Un challenge que Cyril Teste relève avec brio
Après le succès de « Nobody » qui se penchait sur les dérives managériales et la déshumanisation au travail, Cyril Teste, accompagné du collectif MxM, réinvite la caméra sur scène « La performance filmique est le dialogue entre le cinéma et le théâtre. Sur le plateau, on va avoir à la fois un film qui se déroule sous nos yeux et également, à travers le théâtre, le hors-champ de ce film, tout ce qui se produit en-dehors du cadre. Du coup, le spectateur peut osciller entre les deux lectures et se faire sa propre lecture », explique le metteur en scène.
Sur le plateau, 15 comédiens et deux cadreurs – tout de noir vêtus – forment un ballet parfaitement maîtrisé. Fruit d’un travail rigoureux où tout semble sous contrôle, cadrages et mouvements s’entremêlent dans une chorégraphie fluide et naturelle. La caméra s’attarde sur le moindre détail, un tableau, des fleurs sur une table dressée avec goût, les mets disposés avec délicatesse dans les assiettes. Rien n’est laissé au hasard. Pas même l’environnement olfactif, sublimé par Francis Kurkdjian, qui convoque des odeurs de feu de cheminée, de forêt d’automne et de senteurs florales; autant de parfums nous rapprochant un peu plus de la tragédie qui se joue sous nos yeux.

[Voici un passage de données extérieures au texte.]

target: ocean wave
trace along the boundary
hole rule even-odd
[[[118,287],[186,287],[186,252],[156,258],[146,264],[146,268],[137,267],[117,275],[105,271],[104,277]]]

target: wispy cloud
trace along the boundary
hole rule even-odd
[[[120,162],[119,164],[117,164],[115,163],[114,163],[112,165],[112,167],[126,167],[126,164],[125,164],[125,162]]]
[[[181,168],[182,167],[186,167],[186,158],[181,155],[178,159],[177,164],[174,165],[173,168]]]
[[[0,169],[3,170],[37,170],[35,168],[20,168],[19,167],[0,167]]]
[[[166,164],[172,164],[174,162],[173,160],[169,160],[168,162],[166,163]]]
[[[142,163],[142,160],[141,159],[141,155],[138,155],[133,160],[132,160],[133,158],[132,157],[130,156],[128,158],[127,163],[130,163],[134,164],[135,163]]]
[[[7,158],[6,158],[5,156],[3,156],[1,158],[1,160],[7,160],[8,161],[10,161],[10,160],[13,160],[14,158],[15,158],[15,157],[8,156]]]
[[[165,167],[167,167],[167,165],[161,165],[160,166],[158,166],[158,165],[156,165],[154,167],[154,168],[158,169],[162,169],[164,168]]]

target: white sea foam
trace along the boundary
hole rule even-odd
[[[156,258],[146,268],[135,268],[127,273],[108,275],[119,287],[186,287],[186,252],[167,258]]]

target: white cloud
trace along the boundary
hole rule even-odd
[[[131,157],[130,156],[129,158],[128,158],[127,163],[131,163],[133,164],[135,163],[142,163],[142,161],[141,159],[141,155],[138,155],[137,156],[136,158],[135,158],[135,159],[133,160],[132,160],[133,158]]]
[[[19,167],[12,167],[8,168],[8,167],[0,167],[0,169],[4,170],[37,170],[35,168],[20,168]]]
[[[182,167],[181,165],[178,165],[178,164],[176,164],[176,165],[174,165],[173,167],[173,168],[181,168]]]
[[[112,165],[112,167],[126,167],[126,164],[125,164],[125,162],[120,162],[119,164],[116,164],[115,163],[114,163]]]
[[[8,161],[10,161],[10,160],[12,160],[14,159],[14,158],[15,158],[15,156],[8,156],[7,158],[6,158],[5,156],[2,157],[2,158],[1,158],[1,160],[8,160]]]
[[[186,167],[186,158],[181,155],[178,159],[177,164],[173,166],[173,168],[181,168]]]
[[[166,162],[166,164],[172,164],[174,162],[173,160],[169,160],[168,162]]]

Un jeu de cache-cache entre champ et hors-champ, plateau et coulisses
Dans Festen il y a ce que l’on voit et ce que l’on veut bien montrer. Ici l’écran devient un révélateur pour le public. À travers la caméra, le spectateur peut voir au-delà des murs et des apparences. Les doigts de Christian s’entremêlant à ceux de sa soeur défunte alors que sur le plateau la chaise est vide. La cuisine où les domestiques s’affairent, une chambre, une salle de bain qui se découvrent grâce à un décor mobile…Le spectateur se retrouve happé par les gros plans, il vibre au fil des émotions des personnages, il souffre du même sentiment d’oppression dont Christian cherche à se libérer. Tout est fait pour que le public plonge au coeur de ce drame familial, dans lequel on fait tout pour sauver les apparences mais qui, finalement, s’écroule tel un château de cartes. Au delà de cette peinture familiale, Cyril Teste comme Thomas Vinterberg donne à voir la critique d’une société bourgeoise, raciste, évoluant en vase clos, qui derrière une surface des plus polies se révèle être dévastatrice.